As time goes on, memories fade. In the case of the tragedy that was the September 11th, Patriot Day and National Day of Service and
Remembrance serves as both a celebratory holiday and a day of remembrance to ensure that the memory of the individuals who lost their lives will never be forgotten. To better understand how to celebrate, let us take a look at the history, purpose, and meaning of the day.
On September 11, 2001, two civilian aircraft hijacked by terrorists crashed into the World Trade Center in New York City. A third hijacked airplane later crashed into the Pentagon, and a fourth hijacked aircraft was found crashed into a southwestern Pennsylvania field after passengers attempted to take back control of the aircraft. During this international tragedy, many innocent people lost their lives, and America as a nation was stunned.
Patriot Day was created as a response to these terrorists attacks on the United States of America. The president at the time, George W. Bush, signed Patriot Day into law as a celebratory mourning holiday on December 18, 2001. Patriot Day is not a federal holiday, and schools and businesses normally stay open during this day.
The Yearly Proclamations
Each year the President issues a proclamation calling upon:
- All state and local governments and citizens of the United States of American to observe Patriot Day with programs and activities appropriate to the holiday and atmosphere of remembrance.
- All departments, agencies and organizations of the United States are to lower to half-staff the flag of the United States of America. This is to honor the individuals who lost their lives to terrorism on September 11.
- The people of the United States of America to observe a moment of silence in order to honor the individuals who lost their lives on September 11 following the terrorist attacks. For many this period of silence is observed at 8:46 AM EST, the time the first plane flew into the World Trade Center.
These proclamations are given each year and followed by many citizens of the United States. Often parties and celebrations are held on the day, recognizing the importance of the men and women in the armed forces who protect the nation from similar attacks from happening again.
In 2012, the name was changed to Patriot Day and National Day of Service and Remembrance.
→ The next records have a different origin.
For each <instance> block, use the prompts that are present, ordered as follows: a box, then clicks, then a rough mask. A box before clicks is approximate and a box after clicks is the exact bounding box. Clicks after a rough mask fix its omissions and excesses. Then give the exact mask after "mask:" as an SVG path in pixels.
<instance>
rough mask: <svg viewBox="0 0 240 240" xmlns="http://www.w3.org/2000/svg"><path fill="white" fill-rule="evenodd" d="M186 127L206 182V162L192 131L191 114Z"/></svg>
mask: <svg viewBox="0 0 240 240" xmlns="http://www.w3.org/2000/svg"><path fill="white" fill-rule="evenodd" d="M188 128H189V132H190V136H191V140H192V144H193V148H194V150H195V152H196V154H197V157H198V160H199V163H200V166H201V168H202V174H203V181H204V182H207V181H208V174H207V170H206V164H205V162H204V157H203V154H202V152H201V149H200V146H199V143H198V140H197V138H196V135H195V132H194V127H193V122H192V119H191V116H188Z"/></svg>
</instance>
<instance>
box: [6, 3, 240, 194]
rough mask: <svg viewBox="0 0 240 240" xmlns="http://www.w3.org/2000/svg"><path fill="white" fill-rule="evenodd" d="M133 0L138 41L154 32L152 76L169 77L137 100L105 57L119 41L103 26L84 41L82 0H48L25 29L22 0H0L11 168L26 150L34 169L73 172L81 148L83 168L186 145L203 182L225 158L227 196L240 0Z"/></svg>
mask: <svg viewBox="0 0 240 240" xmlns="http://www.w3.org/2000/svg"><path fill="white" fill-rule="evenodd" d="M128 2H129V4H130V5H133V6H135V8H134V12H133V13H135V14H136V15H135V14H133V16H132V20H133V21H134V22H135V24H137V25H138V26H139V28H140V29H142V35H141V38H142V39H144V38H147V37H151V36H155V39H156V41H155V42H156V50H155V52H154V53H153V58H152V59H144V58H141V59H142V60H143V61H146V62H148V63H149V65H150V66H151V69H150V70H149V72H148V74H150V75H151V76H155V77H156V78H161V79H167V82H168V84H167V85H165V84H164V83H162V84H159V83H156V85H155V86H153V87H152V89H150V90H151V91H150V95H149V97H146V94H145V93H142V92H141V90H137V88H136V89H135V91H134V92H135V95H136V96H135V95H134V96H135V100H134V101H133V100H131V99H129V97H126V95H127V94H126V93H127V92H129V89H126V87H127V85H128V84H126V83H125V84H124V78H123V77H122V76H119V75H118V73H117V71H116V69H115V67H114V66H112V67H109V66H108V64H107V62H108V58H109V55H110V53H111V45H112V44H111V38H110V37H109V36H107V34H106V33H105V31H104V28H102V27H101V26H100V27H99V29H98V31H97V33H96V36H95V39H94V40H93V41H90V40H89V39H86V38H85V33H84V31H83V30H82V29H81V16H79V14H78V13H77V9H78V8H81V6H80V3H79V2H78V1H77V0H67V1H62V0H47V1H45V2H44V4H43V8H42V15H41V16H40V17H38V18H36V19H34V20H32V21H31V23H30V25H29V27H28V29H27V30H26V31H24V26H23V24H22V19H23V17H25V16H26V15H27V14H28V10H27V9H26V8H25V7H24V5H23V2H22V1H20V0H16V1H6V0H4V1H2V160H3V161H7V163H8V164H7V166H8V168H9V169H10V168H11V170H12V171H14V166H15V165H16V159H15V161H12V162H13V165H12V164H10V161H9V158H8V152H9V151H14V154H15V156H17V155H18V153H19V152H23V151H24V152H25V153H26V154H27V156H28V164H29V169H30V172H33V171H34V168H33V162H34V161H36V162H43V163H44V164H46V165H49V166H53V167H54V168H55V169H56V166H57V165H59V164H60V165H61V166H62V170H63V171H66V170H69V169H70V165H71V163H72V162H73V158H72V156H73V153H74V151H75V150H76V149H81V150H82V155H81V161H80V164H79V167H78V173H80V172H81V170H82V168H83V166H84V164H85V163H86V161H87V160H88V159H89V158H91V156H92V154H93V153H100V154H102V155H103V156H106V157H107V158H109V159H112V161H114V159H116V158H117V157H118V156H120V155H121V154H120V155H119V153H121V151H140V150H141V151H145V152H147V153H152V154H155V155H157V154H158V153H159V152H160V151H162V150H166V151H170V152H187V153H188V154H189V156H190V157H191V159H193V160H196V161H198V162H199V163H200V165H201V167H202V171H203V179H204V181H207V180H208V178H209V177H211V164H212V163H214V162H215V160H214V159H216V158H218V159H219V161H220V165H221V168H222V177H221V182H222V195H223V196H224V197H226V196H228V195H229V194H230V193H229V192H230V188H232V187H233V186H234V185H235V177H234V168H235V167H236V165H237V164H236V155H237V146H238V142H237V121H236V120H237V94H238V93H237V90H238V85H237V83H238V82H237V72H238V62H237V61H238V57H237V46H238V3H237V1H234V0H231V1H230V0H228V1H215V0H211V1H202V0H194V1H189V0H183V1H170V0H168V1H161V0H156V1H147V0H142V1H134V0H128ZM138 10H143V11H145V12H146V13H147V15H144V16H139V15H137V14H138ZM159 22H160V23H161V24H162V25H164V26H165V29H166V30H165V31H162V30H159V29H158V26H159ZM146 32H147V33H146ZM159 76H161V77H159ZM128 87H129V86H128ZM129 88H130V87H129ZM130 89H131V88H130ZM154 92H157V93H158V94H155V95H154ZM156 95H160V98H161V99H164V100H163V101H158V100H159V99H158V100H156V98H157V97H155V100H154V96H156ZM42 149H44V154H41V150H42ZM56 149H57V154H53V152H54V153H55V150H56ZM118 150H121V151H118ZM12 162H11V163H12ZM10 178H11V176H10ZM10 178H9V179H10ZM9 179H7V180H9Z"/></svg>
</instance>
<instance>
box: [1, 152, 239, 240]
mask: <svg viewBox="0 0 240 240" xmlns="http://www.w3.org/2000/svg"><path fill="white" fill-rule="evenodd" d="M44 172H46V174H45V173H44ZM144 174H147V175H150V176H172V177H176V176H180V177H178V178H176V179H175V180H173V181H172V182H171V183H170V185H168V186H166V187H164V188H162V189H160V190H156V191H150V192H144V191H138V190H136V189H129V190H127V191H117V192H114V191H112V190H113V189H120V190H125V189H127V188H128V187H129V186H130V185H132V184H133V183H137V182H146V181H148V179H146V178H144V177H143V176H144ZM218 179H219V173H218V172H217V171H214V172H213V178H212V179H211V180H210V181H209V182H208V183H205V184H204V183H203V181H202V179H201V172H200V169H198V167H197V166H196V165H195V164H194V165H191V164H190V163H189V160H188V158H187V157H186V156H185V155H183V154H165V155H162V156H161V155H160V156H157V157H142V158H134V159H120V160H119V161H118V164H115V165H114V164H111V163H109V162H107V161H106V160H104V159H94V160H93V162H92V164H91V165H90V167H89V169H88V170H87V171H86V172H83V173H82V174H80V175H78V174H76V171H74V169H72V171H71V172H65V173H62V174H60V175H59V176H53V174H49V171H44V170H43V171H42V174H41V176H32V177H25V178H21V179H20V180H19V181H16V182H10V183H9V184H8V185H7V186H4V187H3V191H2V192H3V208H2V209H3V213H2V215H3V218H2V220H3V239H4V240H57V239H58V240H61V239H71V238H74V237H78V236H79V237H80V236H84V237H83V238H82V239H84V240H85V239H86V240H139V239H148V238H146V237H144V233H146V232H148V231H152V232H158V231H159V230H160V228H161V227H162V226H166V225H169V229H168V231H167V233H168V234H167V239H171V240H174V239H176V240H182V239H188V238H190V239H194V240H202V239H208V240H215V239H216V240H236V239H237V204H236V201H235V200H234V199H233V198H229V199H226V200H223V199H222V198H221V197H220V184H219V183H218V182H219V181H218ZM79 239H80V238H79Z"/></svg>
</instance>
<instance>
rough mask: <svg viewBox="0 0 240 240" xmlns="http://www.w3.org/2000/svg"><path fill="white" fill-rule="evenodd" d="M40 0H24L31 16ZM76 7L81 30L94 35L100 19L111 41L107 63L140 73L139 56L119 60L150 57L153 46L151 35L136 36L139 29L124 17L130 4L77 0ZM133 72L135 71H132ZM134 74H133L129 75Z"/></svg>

The purpose of the day is to act as a release for Americans, in which citizens can express grief at the loss of thousands of innocents at the hands of a few extremists. Many communities, for example, hold church services in memory of those who lost their lives, while some citizens may visit memorials for those who have passed.
The citizens who have been directly affected as a result of the terrorist attacks on September 11 may visit grave sites or attend memorials as well. In addition, many celebrations during Patriot Day involve thanking the enlisted military, as those attending celebrations express their thanks for the men and women striving to protect their country from similar attacks in the future. People also pay homage to the police and fire departments across the nation, because of the many police officers and firemen who responded to the scene of the tragedy on September 11.
This day should be thought of as an opportunity for Americans to grieve for those lost, remember and honor their lives. Some may choose to enjoy a family meal and celebrate life with their loved ones; others attend a quiet memorial service. Whatever the case may be, Americans can normally take comfort in family and friends as they remember the horror of that long-ago day.
Patriot Day is not only a day created for those who lost their lives to the terrorist attacks of September 11, but it is also a day for those who were left behind in the wake of those attacks. Whether they are children who lost parents, spouses who lost a wife or husband, parents who lost a child, or an American who watched as planes crashed into symbols of freedom and democracy the world over, Patriot Day serves as a day to express the pride that Americans feel.
Patriot Day is not only a remembrance, then, but also a celebration of life, as those who have come to terms with the loss of loved ones, or are still coming to terms with the loss, celebrate the fact that they, and the United States, still live on.